Best sampling and search strategies for zapCash

We show you the best sampling and search strategies to get the best out of zapCash

Sampling and search strategies for zapCash

The AI learns by all your judgments findings. There are many strategies to look at the zapCash data analysis results. Here are the best ones:

We recommend you judge all document pairs with a score above Score 50 first. Furthermore, try to evaluate as heterogeneously as possible to increase the effectiveness of our AI. To do so, you should stick to the following strategy.

Fig. 1 - Project List of candidates zapCash Version 1.1.0

Sort by Score and Amount

We recommend always going through the top pairs initially and after each AI run. Switch to the following strategy when you can't find more duplicate payments.

Scores from 50 to 100 have a very high probability (%) to be a duplicate payment and should therefore be considered for judgement. You can also sort the "Amount" in descending order to show the pairs with the highest values at the top!

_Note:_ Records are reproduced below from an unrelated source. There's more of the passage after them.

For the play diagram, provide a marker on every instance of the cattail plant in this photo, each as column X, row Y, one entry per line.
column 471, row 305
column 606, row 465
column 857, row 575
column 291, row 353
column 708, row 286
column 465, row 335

Fig. 2 - "Amount" column sorted in descending order

By Cluster (show/hide columns)

All document pairs are clustered in up to different buckets. The number of clusters depends on the size and complexity of the data set. Usually, there are at least 5 to 20 different clusters. Filter each cluster and investigate at least a couple of pairs. This ensures that the AI considers a wide range of data.

Note that a cluster may be empty, and filtering can give you an empty list!


Fig. 2 - Show and Hide Columns zapCash

By Outlier rank (show/hide columns)

zapCash calculates for each document pair how it differs from other pairs. Consider sorting by the Outlier rank to find the most curious cases. This technique is particularly good so that the AI can assess exceptions better.

Outlier rank 1 is the most unusual pair.


Advanced strategies

After using the starter strategies, you may dig more in-depth with the following techniques.

Using the filter to get a more in-depth overview

You may already have some hypotheses about your organization and know-how about duplicate payments that have occurred in the past. For example, invoices may have been sent to the parent company and a subsidiary. You can find such cases by filtering the pairs for unequal company codes.

To do so, go to the filter tab. Select one or more items to filter on:

  • Company code
  • Fiscal year
  • Document type
  • Assignment or reference number
  • Reference transaction
  • Inter-company
  • Currency
  • Vendor ID or name
  • and more...

As you always look at pairs of two documents, you can set the filter to one of four filter options:

  • Equals: Show only pairs, where the fiscal year of both documents is the same.
  • Unequal: Show only pairs, where the fiscal year of both documents is not the same.
  • Contains: Show only pairs, where at least one of the two documents contains the free input text. (Case insensitive)
  • Not contains: Show only pairs, where at least one of the two documents does not contain the free input text. (Case insensitive)
  • One_Empty: Show only pairs, where one position is empty.
  • Both_Empty: Show pairs, where both positions are empty.
  • None_Empty: Show pairs, where both positions are NOT empty.
  • IsSimiliar: Shows pairs that are NOT AT ALL similar to VERY similar in text position (click here for more information on this feature)

You can also connect filters with logical OR and AND.


As we stated initially, it is advisable to evaluate a very heterogeneous sample. Therefore you will find some pairs with score = Q after an import.

We recommend examining those to maximize your findings in the next run.